Is there a way to obtain the “reverse” of inverse indices? That is, I want to obtain the indices of output with respect to X. For example, in this case, I want to obtain the indices as [0, 2] (or [1, 2]). I understand that this “reverse” inverse index is not unique since multiple elements of X can be mapped to the same element in output.
It’s a python for loop, so not very efficient, but at least it remains $O(n)$:
output, inverse_indices = torch.unique(X, return_inverse=True)
indices = torch.zeros_like(output, dtype=torch.int)
for i in range(indices.shape[0]):
indices[inverse_indices[i]] = i
@ggoossen function works really well, much faster than others.

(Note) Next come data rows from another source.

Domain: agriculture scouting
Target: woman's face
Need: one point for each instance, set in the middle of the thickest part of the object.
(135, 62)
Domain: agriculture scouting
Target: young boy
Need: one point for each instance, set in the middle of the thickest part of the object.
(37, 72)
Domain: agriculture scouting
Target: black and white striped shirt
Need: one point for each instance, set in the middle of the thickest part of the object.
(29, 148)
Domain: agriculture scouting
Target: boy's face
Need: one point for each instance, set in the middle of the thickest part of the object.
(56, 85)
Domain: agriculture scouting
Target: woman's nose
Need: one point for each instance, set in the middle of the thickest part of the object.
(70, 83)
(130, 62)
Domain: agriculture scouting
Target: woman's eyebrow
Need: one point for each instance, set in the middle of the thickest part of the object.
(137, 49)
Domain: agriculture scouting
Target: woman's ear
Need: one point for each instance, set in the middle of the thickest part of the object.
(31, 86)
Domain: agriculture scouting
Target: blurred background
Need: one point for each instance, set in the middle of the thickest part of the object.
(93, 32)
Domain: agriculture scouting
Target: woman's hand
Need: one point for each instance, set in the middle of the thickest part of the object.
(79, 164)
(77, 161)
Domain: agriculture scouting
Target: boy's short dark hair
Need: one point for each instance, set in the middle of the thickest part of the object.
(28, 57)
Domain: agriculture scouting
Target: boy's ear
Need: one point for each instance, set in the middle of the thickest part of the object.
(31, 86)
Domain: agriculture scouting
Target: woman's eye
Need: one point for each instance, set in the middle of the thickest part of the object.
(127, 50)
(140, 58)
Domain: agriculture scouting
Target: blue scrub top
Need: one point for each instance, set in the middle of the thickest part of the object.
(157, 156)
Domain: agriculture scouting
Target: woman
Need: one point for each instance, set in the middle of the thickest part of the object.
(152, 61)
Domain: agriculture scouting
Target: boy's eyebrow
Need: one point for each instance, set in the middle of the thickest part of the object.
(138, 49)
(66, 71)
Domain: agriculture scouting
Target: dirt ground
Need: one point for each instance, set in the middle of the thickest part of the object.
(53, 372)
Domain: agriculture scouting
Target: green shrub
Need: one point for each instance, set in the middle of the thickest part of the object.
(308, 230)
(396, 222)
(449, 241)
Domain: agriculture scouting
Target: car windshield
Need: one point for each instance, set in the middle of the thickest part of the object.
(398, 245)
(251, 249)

By the way it may be minor details at this point but there is a way to make it 10x faster from my testing by not including self :
def torch_unique_with_indices(tensor):
"""Return the unique elements of a tensor and their indices."""
unique, inverse_indices = torch.unique(tensor, return_inverse=True)
indices = torch.scatter_reduce(
torch.zeros_like(unique, dtype=torch.long, device=tensor.device),
dim=0,
index=inverse_indices,
src=torch.arange(tensor.size(0), device=tensor.device),
reduce="amin",
include_self=False,
)
return unique, inverse_indices, indices
Time unique
10.1 ms ± 520 µs per loop (mean ± std. dev. of 7 runs, 100 loops each)
Time unique with indices include self
156 ms ± 1.61 ms per loop (mean ± std. dev. of 7 runs, 10 loops each)
Time unique with indices not include self
12.3 ms ± 75.7 µs per loop (mean ± std. dev. of 7 runs, 100 loops each)
There is only a 20% overhead compared to torch.unique in my test with a random int array of shape (1000000).
My guess is using torch.zeros_like is faster than torch.full (possible with include_self=False only)